The Essential Mental Model for Understanding Innovation
The other day I came across this excellent video interview on the Harvard Business Review blog with Clayton Christensen discussing “disruptive innovation.” As some of you may know, Christensen wrote The Innovator’s Dilemma. This is one of the most important investment books for everyone to read. It is essential for understanding the paradigm of innovation and disruption in business. If there’s ANY tech CEO (or even non-tech CEO) who has not read this book I would have to seriously question their judgment as an executive. This book is that important.
By operating in this way, the young upstart is able to profitably grow a business while refining and developing the product until it eventually is a cheaper, better and eventually a replacement for what the dominant market leader has to offer. Meanwhile, the market leader, in an effort to protect their market position and profit margins, and to cater to the needs of their largest customers, never enters into the new level to their core market because they refuse to take part in driving prices, margins and profits lower in the short-run. Christensen narrates this phenomenon and develops the theory primarily through an analysis of the disk drive market, where these innovations tend to transpire at a far quicker pace than other arenas.

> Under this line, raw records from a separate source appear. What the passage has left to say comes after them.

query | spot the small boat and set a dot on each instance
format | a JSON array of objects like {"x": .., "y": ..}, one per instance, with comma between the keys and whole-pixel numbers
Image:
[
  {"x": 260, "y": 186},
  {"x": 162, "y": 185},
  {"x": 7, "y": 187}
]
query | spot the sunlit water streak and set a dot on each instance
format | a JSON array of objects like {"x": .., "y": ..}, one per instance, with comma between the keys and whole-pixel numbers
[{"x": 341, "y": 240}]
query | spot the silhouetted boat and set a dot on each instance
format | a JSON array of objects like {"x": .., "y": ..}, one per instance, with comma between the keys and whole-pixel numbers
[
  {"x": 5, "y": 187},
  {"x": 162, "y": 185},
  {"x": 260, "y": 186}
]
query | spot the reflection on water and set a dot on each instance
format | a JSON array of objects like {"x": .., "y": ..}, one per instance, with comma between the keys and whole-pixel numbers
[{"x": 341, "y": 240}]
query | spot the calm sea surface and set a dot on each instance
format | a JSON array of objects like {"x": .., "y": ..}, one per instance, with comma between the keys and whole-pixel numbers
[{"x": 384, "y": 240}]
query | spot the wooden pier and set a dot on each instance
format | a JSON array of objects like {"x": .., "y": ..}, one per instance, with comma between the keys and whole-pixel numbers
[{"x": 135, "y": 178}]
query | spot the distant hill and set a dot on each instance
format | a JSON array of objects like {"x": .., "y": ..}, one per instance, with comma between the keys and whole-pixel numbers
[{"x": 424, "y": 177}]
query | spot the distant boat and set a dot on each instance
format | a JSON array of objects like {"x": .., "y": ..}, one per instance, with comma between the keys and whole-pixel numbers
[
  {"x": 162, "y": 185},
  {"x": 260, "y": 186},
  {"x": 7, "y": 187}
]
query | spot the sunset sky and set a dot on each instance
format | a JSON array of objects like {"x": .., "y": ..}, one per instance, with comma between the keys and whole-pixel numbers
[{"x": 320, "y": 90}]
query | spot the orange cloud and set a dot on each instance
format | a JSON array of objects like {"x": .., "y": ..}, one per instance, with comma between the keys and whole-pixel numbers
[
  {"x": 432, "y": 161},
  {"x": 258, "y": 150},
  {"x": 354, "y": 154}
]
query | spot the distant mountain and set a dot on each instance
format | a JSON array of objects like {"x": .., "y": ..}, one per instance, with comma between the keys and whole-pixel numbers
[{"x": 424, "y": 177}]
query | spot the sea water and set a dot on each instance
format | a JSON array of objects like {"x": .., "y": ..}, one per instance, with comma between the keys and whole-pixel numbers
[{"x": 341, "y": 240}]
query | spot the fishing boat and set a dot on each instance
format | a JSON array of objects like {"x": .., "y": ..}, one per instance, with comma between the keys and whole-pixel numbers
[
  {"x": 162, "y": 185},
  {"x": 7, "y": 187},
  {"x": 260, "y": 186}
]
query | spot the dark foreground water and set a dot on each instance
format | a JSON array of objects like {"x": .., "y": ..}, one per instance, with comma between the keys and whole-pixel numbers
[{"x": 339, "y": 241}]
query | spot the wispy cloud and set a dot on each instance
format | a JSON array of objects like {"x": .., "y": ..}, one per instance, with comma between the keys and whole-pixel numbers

Mark Suster, a “2x entrepreneur turned venture capitalist” wrote several outstanding posts on the Innovator’s Dilemma and how it not only impacts, but is a core element of his own personal investment strategy. I highly recommend reading both The Amazing Power of Deflationary Economics for Startups and Understanding how the Innovator’s Dilemma Affects You. One point that I would add to Suster’s analysis is while the new firm accepts lower margins, they do so for particular products, not on a firm-wide scale. These disruptive technologies are able to sell each unit of their product for a lower margin; however, their technology affords them the advantage to spread the fixed cost element in a much more beneficial way such that the firm-wide margins are far greater than the incumbent technology. Typically the firm-wide advantage comes via the capacity to support enormous scale on a smaller operating structure. This is particularly true in the Internet age. And in this fact lies the ability to compete on price on a per unit basis.
Steve Blank is a pioneer in entrepreneurial theory, professor at Stanford and author of Four Steps to the Epiphany. His impact is visible throughout the many innovative powerhouses born in Stanford. He wrote an excellent post that relates the Innovator’s Dilemma to how large enterprises can cope and prosper in such an environment called The Search for the Fountain of Youth: Innovation and Entrepreneurship in the Enterprise. This too is a must read.